The Federal Reserve's Dennis Lockhart and John Williams are due to speak, with investors also focused on the G20 meeting of finance ministers and central bankers which starts on Friday. Pressure is on the leaders to get the global economy back on track and calm markets after one of the rockiest starts to a year on record.

A 6 percent fall in Shanghai's stock market did not spill over to Europe, where shares rebounded. That saw demand for the traditional security of the yen and Swiss franc wane.

"We haven't seen contagion from the weakness in China and that is supporting risk sentiment. The yen has weakened since yesterday evening," said Thu Lan Nguyen, a strategist with Commerzbank in Frankfurt.

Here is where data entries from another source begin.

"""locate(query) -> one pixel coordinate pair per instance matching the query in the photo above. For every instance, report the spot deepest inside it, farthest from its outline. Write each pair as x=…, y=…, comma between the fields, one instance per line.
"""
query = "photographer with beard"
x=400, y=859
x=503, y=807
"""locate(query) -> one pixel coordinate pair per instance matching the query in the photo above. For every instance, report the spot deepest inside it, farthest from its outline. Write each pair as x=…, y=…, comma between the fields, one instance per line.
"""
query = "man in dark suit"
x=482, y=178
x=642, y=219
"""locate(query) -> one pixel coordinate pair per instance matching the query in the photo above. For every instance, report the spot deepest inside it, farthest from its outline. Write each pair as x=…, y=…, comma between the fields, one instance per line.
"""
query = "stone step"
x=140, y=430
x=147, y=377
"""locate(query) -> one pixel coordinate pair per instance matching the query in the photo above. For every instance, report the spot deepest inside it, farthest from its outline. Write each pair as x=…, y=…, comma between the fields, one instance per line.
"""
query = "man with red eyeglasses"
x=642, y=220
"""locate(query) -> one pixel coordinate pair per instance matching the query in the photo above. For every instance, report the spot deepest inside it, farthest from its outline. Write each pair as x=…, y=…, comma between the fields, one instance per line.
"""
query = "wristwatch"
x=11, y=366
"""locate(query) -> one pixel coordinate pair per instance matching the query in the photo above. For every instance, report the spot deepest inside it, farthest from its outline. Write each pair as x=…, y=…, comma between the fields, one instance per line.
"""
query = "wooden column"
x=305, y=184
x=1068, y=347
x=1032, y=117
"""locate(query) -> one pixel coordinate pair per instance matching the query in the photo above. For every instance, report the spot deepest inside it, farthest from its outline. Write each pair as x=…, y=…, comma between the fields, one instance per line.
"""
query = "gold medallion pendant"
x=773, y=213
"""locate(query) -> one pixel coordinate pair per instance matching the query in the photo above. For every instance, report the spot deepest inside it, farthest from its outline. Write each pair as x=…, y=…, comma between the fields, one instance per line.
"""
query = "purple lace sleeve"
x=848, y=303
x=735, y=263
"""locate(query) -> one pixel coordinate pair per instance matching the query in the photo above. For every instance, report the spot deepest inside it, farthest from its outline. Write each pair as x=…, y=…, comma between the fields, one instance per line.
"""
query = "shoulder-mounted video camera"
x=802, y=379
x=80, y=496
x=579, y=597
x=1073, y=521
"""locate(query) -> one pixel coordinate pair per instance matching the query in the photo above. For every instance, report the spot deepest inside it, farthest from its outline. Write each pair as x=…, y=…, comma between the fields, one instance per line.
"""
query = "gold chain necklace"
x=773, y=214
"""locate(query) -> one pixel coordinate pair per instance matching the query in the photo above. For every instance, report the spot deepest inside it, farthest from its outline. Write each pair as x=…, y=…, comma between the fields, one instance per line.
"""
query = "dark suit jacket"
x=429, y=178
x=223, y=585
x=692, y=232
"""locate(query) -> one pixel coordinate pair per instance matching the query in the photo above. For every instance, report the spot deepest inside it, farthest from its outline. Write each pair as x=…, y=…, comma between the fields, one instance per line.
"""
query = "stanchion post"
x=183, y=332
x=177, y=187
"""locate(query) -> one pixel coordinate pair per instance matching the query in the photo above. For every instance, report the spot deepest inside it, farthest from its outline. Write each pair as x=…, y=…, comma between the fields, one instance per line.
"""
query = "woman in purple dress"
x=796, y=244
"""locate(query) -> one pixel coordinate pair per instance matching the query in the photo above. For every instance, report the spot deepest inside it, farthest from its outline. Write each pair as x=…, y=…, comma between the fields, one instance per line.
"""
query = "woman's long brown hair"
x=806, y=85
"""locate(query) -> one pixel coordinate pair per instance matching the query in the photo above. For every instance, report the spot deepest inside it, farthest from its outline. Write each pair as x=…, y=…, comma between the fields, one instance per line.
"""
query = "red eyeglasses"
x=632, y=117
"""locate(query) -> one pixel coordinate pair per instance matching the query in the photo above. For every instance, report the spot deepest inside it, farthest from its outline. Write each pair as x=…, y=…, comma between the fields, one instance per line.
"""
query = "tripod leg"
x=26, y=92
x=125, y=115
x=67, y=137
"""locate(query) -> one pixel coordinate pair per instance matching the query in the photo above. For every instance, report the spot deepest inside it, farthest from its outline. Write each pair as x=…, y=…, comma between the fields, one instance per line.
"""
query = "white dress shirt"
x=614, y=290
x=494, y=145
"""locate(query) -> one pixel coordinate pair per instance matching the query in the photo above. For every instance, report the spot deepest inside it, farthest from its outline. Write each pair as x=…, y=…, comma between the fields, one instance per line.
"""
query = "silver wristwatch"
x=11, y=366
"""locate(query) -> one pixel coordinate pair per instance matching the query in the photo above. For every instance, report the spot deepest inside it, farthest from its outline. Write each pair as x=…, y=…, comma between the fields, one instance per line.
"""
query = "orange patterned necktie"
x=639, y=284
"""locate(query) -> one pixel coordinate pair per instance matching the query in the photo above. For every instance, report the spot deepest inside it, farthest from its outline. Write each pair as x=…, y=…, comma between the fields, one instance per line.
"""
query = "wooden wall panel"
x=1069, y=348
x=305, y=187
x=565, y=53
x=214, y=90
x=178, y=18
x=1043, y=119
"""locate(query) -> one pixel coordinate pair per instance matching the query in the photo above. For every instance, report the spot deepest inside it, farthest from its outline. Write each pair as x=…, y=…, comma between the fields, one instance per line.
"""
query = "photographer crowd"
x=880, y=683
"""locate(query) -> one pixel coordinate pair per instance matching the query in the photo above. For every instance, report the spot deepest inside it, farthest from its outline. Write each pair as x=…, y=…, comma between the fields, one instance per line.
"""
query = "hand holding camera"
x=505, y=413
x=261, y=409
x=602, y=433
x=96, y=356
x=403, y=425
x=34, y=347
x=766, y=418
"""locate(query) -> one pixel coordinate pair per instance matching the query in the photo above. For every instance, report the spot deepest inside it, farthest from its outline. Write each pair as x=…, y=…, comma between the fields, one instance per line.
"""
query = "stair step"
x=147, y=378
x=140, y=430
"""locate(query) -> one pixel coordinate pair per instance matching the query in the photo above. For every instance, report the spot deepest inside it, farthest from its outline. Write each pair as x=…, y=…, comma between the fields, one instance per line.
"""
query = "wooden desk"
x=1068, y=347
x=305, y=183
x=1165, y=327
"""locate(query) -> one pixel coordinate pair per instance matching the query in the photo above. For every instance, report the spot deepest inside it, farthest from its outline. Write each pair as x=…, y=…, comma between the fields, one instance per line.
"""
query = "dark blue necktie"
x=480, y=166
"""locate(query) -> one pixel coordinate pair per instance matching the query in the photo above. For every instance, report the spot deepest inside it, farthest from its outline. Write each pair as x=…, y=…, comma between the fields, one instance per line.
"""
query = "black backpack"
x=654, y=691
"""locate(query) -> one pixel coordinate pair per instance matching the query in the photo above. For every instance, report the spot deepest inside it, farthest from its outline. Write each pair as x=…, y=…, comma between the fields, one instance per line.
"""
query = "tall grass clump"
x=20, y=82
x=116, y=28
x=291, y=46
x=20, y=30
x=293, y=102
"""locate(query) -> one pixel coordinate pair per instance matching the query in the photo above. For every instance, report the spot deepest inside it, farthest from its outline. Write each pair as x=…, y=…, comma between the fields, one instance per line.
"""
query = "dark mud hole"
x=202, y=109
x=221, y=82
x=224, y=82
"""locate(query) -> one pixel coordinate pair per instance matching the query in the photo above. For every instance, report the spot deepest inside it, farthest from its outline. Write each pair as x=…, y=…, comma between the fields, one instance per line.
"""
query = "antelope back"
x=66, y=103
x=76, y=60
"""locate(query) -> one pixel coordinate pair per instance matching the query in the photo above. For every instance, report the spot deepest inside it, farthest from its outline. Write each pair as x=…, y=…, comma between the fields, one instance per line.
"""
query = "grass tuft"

"But I wouldn't sound the all-clear just yet. We see a persistent weakness in Chinese equity markets, and oil markets are still a risk."

Oil was down, but both Brent and U.S. crude were holding well above $30 a barrel and have looked somewhat steadier over the past week.

Sterling licked its wounds near a seven-year low against the dollar after three tumultuous days since Prime Minister David Cameron called a referendum on Britain's EU membership for June 23.

The pound was up 0.3 percent at $1.3975 but remains around 3 percent lower this week against the dollar, with a test of its 2009 low of $1.35 within sight.

"A slowdown in the pace of sterling's decline against the dollar doesn't yet signal a correction," Societe Generale strategist Kit Juckes said, recommending the yen, the dollar and the Norwegian crown against the pound.

The euro has also underperformed this week, on fears a British EU exit could mean more uncertainty for Europe. There was some attention on Thursday on a fall in inflation expectations, which bodes ill for the ECB's battle to refloat the economy.

The euro zone central bank's favoured measure of longer-term market inflation expectations fell to a record low below 1.4 percent on Thursday. It has fallen about 30 basis points this year due largely to lower oil prices.

People have started to price in the risk that the ECB will do more than previously assumed, but so far impact on the euro has been rather muted.